The likely results are also unclear for Tajikistan, torn by a series of brutal civil wars since 1991 independence from the Soviet Union have claimed at least 25,000 lives. A fragile 1997 peace deal brought Islamic rebels into the government, though the regime ever since has been unable to prevent Tajikistan from being the major transit route for heroin from Afghanistan into Europe. This despite the 10,000 to 20,000 Russian troops that patrol the Afghan-Tajik border. Their presence vastly complicates any possible US military deployment.
"The US presence is going to increase substantially," says a Western diplomat in the capital, Dushanbe. "America will bring money, and if it is well-managed, it's a unique chance for Tajikistan.

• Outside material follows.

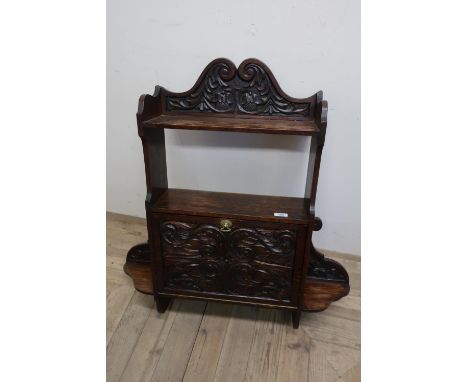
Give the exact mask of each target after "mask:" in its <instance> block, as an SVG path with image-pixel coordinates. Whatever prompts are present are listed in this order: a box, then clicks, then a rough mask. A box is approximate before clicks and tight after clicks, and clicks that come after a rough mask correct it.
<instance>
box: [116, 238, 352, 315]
mask: <svg viewBox="0 0 468 382" xmlns="http://www.w3.org/2000/svg"><path fill="white" fill-rule="evenodd" d="M141 247H143V249H144V248H145V247H146V250H144V251H142V250H141ZM135 250H138V252H139V253H138V255H139V256H138V255H135V254H134V252H135ZM132 252H133V255H132V254H131V253H132ZM144 252H146V253H144ZM129 254H130V255H127V262H126V263H125V266H124V270H125V273H127V274H128V275H129V276H130V277H131V278H132V280H133V283H134V285H135V289H136V290H138V291H140V292H142V293H147V294H152V293H153V283H152V280H151V277H152V275H151V259H150V257H149V256H150V254H149V246H148V244H146V243H145V244H140V245H138V246H135V247H133V248H132V250H130V251H129ZM326 261H327V262H329V263H330V264H335V265H336V264H338V263H337V262H334V261H333V260H331V259H326ZM320 272H321V273H320ZM312 274H313V275H315V277H312V276H310V277H308V278H307V280H306V283H305V288H304V302H303V306H302V310H304V311H311V312H320V311H322V310H325V309H326V308H327V307H328V306H329V305H330V304H331V303H332V302H333V301H336V300H338V299H340V298H342V297H344V296H346V295H347V294H348V293H349V282H347V281H345V280H342V281H340V278H339V277H338V278H337V277H336V276H330V274H328V275H327V272H326V271H325V270H324V269H323V268H322V270H316V271H315V272H313V271H311V275H312ZM320 277H322V278H320ZM191 297H196V294H194V296H191ZM236 302H237V301H236ZM270 307H271V306H270ZM273 307H276V306H273ZM296 317H297V315H296Z"/></svg>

"The question is: Are the authorities in a position to harness it for the better, or will it aggravate the situation?"
Tajikistan is one of the poorest of the former Soviet Central Asian states, with a per capital income of about $290 - less than $1 a day.
The risk of divisive instability is also real, and depends on American actions. "There will be a certain split in the society of these countries, between the state authorities, supporting the American action, and their peoples, who are not at all so eager to do it," says Mr. Niyazi. "This is a direct way to the instability and mass disorder."
Meanwhile, back in Afghanistan, despite the Sept. 9 assassination of Northern Alliance military chief Ahmad Shah Masood - known as the "Lion of Panjshir" for his exploits fighting Soviet occupation here in the 1980s - there is a rekindled hope among rebel ranks that their sliver of turf, which they say adds up to one quarter of the country, is soon to expand with US help.
"We are the most optimistic we have been in five years," Colonel Registani says. "It's a good opportunity for us."
But while the Northern Alliance groups may be rubbing their hands in glee that the US appears to have taken up their cause against the Taliban, some warn that the result could be unprecendented instability.
"If people see suffering because of this, it will be seen as an action taken on behalf of dubious and often dictatorial leaders, in alliance with the West," says Schoeberlein. "It could create a great impulse to extremism, and create an anti-West, anti-American view that has so far been absent in Central Asia."